US20220164742A1

US20220164742A1 - Method for determining code similarity of an open source project and a computer-readable medium storing a program thereof

Info

Publication number: US20220164742A1
Application number: US17/533,743
Authority: US
Inventors: Hyoung Shick KIM; Ju Sop CHOI
Original assignee: Sungkyunkwan University Research and Business Foundation
Current assignee: Sungkyunkwan University Research and Business Foundation
Priority date: 2020-11-24
Filing date: 2021-11-23
Publication date: 2022-05-26
Also published as: KR20220071733A

Abstract

Provided is a method for determining a code similarity of an open source project, which includes: a similarity detecting step of detecting, by a similarity calculation unit, similarities between A commits generated every update of a first project and B commits generated every update of a second project; a highest similarity determining step of detecting, by a Fork determination unit, a highest similarity between the A commits and the B commits and a similar commit pair representing the highest similarity; and a Fork determining step of determining, by the Fork determination unit, a Fork time based on an update time of the similar commit pair when the highest similarity is equal to or more than a predetermined threshold.

Description

CROSS-REFERENCE TO RELATED APPLICATION

This application claims the benefit under 35 USC § 119(a) of Korean Patent Application No. 10-2020-0159191, filed on Nov. 24, 2020 in the Korean Intellectual Property Office, the entire disclosure of which is incorporated herein by reference for all purposes.

BACKGROUND

Field of the Disclosure

The present disclosure relates to a method for determining a code similarity of an open source project and a computer-readable medium storing a program thereof, and particularly, to being capable of more accurately determining a fork time and whether plagiarism is made.

Related Art

GitHub in which a lot of open source projects are uploaded and managed may modify and process another project through a function such as Fork.
However, a new project is created in a state in which an actual source project cannot be known by downloading a project code, and then uploading the project code without using such a Fork function to plagiarize the project.
Further, when a code of one project is significantly changed through active development in two projects having the same code, if a similarity is evaluated only with a released code, accurate similarity measurement is impossible.
For example, when a code of project a is significantly changed through frequent update within a predetermined time after the code of project a is replicated by project b, even though project b replicates the code of project a by a general similarity measurement technique, the similarity between project a and project b decreases, and as a result, it is difficult to determine whether the project is plagiarized.

SUMMARY

The present disclosure provides accurately determining whether another project is replicated with an arbitrary project.
The present disclosure also provides more accurately determining a replication timing of a project.
In an aspect, provided is a method for determining a code similarity of an open source project, which includes: a similarity detecting step of detecting, by a similarity calculation unit, similarities between A commits generated every update of a first project and B commits generated every update of a second project; a highest similarity determining step of detecting, by a Fork determination unit, a highest similarity between the A commits and the B commits and a similar commit pair representing the highest similarity; and a Fork determining step of determining, by the Fork determination unit, a Fork time based on an update time of the similar commit pair when the highest similarity is equal to or more than a predetermined threshold.
According to a method for determining a code similarity of an open source project according to the present disclosure, since based on determining all similarities between projects of past versions, whether the project is replicated, it can be known which version of library open source projects process the project by utilizing.
According to the method for determining a code similarity of an open source project according to the present disclosure, since Fork performed based on a project of a previous version other than a latest project can be detected, it is possible to determine a plagiarizing action using a past project in order to intentionally hide plagiarism.

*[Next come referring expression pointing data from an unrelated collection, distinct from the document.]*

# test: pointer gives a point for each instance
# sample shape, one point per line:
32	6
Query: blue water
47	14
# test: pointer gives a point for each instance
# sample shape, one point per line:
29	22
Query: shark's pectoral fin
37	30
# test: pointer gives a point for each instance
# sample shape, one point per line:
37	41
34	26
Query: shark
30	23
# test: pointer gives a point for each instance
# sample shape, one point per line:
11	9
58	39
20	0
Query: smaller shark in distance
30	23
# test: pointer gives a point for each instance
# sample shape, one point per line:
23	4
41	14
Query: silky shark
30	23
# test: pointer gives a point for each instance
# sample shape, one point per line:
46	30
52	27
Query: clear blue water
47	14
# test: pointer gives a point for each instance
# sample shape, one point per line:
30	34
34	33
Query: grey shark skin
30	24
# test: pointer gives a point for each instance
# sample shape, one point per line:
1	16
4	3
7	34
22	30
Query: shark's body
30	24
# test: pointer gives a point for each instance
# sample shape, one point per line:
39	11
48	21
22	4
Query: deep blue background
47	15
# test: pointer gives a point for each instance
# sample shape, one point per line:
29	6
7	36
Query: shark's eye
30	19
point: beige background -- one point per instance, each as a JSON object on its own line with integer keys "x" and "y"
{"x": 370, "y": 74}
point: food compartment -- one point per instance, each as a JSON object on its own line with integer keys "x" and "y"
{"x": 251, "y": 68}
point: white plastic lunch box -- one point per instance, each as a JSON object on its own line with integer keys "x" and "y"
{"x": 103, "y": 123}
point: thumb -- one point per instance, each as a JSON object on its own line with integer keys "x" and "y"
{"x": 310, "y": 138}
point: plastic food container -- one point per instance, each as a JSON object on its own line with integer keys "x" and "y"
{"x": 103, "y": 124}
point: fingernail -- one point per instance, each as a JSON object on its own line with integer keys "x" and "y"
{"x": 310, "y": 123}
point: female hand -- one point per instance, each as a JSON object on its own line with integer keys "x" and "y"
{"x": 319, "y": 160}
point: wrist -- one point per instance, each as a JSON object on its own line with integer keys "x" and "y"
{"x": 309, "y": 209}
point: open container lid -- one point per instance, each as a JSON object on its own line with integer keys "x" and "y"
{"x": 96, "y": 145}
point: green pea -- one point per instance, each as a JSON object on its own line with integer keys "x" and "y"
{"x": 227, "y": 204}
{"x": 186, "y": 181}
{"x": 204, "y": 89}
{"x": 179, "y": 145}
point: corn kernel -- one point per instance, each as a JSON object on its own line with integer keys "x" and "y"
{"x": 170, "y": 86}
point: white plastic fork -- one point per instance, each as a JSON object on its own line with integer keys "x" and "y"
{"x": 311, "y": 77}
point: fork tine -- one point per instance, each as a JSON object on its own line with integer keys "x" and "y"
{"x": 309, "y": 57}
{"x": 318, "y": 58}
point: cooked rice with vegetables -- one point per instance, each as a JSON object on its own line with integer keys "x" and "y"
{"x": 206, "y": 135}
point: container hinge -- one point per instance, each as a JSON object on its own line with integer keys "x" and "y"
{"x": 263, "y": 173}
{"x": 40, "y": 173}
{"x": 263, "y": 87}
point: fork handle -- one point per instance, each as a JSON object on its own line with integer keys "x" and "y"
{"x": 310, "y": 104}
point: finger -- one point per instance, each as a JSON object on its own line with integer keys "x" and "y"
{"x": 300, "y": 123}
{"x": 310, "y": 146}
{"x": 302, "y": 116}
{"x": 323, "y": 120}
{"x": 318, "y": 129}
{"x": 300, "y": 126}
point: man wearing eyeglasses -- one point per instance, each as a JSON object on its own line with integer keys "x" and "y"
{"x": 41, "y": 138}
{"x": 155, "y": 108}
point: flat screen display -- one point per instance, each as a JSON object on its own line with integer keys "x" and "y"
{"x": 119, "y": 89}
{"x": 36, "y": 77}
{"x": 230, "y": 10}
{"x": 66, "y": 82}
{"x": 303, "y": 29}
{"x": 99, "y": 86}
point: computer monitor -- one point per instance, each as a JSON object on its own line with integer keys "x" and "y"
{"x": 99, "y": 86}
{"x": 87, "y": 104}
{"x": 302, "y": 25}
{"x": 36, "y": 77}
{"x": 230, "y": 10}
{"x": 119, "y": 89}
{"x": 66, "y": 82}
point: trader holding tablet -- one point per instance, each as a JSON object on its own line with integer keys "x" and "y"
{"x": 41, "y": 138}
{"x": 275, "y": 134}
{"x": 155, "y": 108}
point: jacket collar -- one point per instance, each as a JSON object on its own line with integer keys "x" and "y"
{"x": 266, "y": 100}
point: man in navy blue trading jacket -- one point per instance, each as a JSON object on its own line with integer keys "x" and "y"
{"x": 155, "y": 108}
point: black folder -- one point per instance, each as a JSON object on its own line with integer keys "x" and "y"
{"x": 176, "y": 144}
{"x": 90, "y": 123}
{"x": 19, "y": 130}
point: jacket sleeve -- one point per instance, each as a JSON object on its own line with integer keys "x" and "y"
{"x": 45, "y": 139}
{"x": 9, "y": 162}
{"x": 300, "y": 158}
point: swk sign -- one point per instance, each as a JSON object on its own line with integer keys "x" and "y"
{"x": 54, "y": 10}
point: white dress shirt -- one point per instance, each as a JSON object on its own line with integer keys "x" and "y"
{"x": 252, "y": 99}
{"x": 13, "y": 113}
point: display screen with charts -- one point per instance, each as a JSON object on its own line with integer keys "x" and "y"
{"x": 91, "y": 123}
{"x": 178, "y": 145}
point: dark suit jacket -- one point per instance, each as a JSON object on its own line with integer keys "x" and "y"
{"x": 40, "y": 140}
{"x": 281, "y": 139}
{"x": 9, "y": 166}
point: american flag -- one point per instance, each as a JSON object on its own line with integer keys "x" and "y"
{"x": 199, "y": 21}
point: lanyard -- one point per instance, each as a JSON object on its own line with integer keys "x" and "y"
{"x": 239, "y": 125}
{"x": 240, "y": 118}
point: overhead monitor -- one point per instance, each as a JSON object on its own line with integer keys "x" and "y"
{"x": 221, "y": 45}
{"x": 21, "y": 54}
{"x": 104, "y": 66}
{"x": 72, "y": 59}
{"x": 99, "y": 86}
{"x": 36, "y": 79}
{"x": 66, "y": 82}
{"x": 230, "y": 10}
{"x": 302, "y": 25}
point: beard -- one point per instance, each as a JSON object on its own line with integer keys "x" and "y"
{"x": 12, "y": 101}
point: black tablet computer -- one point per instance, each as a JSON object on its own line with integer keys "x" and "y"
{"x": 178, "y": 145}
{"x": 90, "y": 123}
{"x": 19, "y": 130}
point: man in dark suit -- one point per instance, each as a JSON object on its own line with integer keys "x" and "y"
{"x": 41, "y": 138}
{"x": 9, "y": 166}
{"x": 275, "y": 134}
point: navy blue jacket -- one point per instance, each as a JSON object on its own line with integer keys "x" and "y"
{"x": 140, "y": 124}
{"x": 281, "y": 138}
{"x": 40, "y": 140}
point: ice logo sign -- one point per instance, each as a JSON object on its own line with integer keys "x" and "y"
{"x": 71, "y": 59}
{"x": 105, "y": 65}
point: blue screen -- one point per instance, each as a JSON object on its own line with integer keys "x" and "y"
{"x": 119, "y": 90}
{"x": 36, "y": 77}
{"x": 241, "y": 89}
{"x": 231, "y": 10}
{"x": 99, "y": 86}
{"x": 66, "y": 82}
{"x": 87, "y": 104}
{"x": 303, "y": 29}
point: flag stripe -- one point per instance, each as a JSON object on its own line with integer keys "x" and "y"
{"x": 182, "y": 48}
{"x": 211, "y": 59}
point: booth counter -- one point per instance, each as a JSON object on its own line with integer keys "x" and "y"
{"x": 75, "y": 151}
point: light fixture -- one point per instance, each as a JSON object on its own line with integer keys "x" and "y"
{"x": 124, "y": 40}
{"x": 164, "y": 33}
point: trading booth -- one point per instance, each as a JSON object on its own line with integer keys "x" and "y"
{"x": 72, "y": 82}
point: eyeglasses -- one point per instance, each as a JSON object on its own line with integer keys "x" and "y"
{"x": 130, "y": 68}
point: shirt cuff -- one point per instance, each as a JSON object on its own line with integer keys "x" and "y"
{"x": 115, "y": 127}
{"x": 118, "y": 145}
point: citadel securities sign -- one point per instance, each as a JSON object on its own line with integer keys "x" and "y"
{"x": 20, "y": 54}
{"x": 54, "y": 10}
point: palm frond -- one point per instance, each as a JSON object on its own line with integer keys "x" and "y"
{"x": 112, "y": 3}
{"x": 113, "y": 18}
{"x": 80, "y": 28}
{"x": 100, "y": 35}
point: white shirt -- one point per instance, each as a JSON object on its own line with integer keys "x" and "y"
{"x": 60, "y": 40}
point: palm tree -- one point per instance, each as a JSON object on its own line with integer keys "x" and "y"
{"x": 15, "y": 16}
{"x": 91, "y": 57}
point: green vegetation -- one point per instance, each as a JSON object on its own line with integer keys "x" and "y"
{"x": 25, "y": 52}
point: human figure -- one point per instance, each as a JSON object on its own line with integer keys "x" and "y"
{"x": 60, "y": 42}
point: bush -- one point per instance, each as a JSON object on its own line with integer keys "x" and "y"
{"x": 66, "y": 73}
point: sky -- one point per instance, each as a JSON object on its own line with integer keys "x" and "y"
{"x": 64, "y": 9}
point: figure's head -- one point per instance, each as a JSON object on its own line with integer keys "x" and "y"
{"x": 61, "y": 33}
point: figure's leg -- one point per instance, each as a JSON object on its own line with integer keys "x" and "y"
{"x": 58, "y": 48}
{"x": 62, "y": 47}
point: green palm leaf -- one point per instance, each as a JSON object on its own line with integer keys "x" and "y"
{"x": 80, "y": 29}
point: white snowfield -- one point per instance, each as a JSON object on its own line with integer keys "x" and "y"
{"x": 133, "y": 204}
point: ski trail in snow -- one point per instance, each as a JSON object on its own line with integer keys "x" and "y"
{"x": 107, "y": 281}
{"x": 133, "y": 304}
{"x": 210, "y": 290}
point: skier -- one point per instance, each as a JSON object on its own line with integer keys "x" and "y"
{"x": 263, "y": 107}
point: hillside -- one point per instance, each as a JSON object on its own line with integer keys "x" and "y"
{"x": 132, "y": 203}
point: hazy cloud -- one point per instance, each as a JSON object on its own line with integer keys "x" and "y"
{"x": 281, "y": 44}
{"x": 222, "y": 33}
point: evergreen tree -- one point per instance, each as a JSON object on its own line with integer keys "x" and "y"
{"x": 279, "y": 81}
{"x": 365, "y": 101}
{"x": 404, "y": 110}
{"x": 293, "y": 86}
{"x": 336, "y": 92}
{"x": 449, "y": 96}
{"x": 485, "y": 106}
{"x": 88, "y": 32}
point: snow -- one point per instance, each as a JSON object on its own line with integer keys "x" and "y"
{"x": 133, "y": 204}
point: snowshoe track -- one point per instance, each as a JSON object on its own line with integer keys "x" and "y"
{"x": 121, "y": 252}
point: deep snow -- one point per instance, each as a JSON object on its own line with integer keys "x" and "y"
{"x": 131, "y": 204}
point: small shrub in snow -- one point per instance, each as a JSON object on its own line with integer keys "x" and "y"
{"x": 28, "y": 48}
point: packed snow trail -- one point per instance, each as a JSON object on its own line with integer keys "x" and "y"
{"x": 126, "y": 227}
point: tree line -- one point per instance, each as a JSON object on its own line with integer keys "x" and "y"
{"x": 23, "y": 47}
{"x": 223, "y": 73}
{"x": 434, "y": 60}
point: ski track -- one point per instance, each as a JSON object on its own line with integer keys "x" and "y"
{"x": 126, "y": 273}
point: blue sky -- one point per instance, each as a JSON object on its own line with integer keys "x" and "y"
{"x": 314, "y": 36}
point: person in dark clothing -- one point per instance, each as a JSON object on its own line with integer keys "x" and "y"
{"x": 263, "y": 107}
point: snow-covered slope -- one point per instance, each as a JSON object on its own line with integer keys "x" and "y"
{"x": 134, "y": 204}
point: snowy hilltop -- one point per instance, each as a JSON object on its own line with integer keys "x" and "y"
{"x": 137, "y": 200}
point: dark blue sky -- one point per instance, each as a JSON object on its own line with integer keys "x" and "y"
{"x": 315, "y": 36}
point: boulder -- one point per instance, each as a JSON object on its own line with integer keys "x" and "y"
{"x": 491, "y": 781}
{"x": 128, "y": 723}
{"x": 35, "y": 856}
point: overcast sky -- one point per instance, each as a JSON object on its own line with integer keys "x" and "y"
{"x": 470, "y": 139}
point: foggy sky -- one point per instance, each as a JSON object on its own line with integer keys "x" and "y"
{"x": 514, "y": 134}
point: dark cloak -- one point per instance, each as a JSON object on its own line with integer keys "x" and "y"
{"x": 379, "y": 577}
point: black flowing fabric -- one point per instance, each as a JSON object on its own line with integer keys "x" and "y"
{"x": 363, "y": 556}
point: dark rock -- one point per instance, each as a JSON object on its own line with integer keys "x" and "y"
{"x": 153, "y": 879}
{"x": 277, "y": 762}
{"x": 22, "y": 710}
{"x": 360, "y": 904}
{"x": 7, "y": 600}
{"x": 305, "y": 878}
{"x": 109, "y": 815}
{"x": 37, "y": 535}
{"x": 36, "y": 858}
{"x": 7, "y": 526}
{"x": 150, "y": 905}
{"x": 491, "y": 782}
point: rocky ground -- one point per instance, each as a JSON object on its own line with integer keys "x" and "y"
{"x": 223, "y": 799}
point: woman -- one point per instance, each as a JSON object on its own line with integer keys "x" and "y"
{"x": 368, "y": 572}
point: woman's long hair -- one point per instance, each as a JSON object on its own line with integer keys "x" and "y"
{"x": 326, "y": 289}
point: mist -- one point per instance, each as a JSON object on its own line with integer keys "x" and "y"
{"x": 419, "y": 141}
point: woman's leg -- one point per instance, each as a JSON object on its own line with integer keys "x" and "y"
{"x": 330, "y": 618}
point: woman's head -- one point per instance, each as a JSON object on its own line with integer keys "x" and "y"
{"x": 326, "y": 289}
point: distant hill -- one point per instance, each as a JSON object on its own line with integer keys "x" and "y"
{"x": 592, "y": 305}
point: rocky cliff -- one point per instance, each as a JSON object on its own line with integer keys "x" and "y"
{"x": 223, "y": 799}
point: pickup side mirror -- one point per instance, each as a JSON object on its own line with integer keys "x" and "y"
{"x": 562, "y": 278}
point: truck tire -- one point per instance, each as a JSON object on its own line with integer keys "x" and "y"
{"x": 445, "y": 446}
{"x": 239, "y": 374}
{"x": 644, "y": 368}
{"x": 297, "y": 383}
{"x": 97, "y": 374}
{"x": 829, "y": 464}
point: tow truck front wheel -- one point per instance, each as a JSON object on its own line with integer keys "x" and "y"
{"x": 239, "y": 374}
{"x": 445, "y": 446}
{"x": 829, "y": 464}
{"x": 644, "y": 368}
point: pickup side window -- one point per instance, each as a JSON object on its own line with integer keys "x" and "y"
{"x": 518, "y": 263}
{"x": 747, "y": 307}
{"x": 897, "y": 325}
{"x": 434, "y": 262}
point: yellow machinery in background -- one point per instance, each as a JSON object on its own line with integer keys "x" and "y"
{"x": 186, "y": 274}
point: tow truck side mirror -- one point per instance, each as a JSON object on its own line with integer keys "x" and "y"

BRIEF DESCRIPTION OF DRAWINGS

FIG. 1 is a diagram illustrating a device for determining a code similarity of an open source project according to an exemplary embodiment of the present disclosure.

FIG. 2 is a flowchart illustrating a method for determining a code similarity of an open source project according to an exemplary embodiment of the present disclosure.

FIG. 3 is a diagram for describing an exemplary embodiment of downloading commits.

FIG. 4 is a schematic diagram of a method for calculating a similarity between commits of a first project and commits of a second project.

FIGS. 5 and 6 are diagrams for describing a method for calculating a similarity of a latest replication project compared with an original project at a Fork time.

DETAILED DESCRIPTION

Advantages and features of the present disclosure, and methods for accomplishing the same will be more clearly understood from exemplary embodiments described in detail below with reference to the accompanying drawings. However, the present disclosure is not limited to the following exemplary embodiments but may be implemented in various different forms. The exemplary embodiments are provided only to complete disclosure of the present disclosure and to fully provide a person having ordinary skill in the art to which the present disclosure pertains with the category of the disclosure, and the present disclosure will be defined only by the appended claims.
The features of various exemplary embodiments of the present disclosure can be partially or entirely coupled to or combined with each other and can be interlocked and operated in technically various ways, and the exemplary embodiments can be carried out independently of or in association with each other.
FIG. 1 is a diagram illustrating a device for determining a code similarity of an open source project according to the present disclosure.
Referring to FIG. 1, a device 100 for determining a code similarity of an open source project according to the present disclosure includes a downloader 110, a similarity calculation unit 120, and a Fork determination unit 130.
The downloader 110 downloads commits generated every update of a first project and commits generated even update of a second project. The commit is referred to as a task of adding a file or storing changed contents in a storage 10. Hereinafter, in the present disclosure, the commits of the first project will be referred to as A_commit and the commits of the second project are referred to as B_commit. The downloader 110 may perform a task of receiving a project from GitHub in a compression file form, and releasing compression.
The similarity calculation unit 120 may calculate similarities between A_commits and B_commits. The similarity calculation unit determines a commit pair having a highest value among the similarities between A_commits and B_commits as a similar commit pair, and determines the similarity of the corresponding similar commit pair as a highest similarity.
When the highest similarity is equal to or more than a predetermined first threshold, the Fork determination unit 130 may determine the Fork time based on an update time of the similar commit pair. The Fork determination unit 130 may determine an update time of a late timing in the similar commit pair as the Fork time.
Hereinafter, the method for determining the code similarity of the open source project according to the present disclosure will be described below in more detail.
FIG. 2 is a flowchart illustrating a method for determining a code similarity of an open source project according to an exemplary embodiment of the present disclosure.
Referring to FIG. 2, in the method for determining a code similarity of an open source project according to an exemplary embodiment of the present disclosure, in a first step (S210), a downloader 110 downloads commits of a first project and commits of a second project. The first step (S210) illustrated in FIG. 2 will be described below with reference to FIG. 3.
FIG. 3 is a diagram for describing an exemplary embodiment of downloading commits by a downloader.
Referring to FIG. 3, the downloader 110 is downloaded with all commits generated whenever a first project Project A is updated, i.e., first to m (m is a natural number)-th A commits C_A1 to C_Am. Likewise, the downloader 110 is downloaded with all commits generated whenever a second project (Project B) is updated, i.e., first to n (n is a natural number)-th B commits C_B1 to C_Bn.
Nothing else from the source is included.